Given that the ball makes 20 oscillations in 40 seconds, we can calculate the period as:
T = 40 s / 20 = 2 s
Substituting this into the equation, we have:
2 s = 2π * √(m/15 N/m)
Simplifying the equation, we get:
1 = π * √(m/15)
Squaring both sides, we get:
1 = π^2 * m/15
Solving for m, we have:
m = 15 / π^2
m ≈ 1.52 kg
To find the maximum speed, we can use the equation:
v_max = A * 2π / T
Where v_max is the maximum speed and A is the amplitude (the distance the ball is pulled down from the equilibrium position).
Given that the spring is pulled down 7.0 cm longer than its unstretched length, the amplitude is 0.07 m.
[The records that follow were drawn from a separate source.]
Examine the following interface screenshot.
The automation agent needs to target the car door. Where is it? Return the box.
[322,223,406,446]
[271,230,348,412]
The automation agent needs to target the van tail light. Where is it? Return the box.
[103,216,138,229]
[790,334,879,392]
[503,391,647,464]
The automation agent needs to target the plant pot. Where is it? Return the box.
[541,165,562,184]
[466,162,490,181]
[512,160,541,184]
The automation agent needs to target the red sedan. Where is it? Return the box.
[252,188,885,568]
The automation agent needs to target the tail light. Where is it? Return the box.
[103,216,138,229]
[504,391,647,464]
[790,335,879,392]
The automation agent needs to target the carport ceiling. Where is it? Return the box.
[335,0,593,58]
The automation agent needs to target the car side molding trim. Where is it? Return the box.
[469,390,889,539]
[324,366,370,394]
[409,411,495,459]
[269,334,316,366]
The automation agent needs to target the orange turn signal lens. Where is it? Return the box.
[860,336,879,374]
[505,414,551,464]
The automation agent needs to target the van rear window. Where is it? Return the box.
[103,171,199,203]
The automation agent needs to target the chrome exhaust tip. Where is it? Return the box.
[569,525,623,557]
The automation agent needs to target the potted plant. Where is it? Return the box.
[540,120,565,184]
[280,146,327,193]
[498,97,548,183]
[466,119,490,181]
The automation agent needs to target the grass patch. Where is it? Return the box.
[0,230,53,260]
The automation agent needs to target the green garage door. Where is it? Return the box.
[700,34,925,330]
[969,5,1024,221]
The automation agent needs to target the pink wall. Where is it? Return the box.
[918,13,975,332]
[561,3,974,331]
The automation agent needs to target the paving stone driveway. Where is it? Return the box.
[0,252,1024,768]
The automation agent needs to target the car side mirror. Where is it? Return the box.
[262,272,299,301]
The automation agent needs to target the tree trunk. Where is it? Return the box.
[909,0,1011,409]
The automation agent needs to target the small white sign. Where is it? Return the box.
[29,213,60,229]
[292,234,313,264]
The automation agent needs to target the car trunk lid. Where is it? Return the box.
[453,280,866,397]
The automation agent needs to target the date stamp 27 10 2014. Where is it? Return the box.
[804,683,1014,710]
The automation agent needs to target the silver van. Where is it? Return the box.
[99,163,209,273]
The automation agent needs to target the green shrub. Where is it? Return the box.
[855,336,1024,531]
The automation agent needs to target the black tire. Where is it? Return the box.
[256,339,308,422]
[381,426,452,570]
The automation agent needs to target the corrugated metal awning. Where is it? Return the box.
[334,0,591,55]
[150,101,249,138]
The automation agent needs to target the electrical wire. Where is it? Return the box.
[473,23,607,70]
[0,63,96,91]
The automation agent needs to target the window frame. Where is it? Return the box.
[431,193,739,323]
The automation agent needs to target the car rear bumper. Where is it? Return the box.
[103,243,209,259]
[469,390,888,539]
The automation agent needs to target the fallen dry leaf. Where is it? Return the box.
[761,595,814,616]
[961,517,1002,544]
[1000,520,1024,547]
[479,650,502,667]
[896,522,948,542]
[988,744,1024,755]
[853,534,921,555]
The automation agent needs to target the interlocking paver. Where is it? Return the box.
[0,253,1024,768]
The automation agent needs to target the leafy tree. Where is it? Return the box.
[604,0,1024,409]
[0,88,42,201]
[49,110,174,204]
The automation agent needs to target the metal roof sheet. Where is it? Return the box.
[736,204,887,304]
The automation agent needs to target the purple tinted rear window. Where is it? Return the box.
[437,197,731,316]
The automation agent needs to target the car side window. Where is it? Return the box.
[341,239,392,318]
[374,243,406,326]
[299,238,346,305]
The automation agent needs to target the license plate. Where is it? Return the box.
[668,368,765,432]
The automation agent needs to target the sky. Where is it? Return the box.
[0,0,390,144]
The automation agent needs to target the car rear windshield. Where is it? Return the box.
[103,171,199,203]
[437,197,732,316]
Substituting the values into the equation, we have:
v_max = 0.07 m * 2π / 2 s
Simplifying, we get:
v_max = 0.07π m/s
(b) To find the time it takes for the ball to come back to a point 1.0 cm away from its release point, we can use the equation for the time period T:
T = 2π * √(m/k)
Substituting the given values, we have:
T = 2π * √(1.52 kg / 15 N/m)
Simplifying, we get:
T ≈ 2.30 s
Therefore, it takes approximately 2.30 seconds for the ball to come back to a point 1.0 cm away from its release point.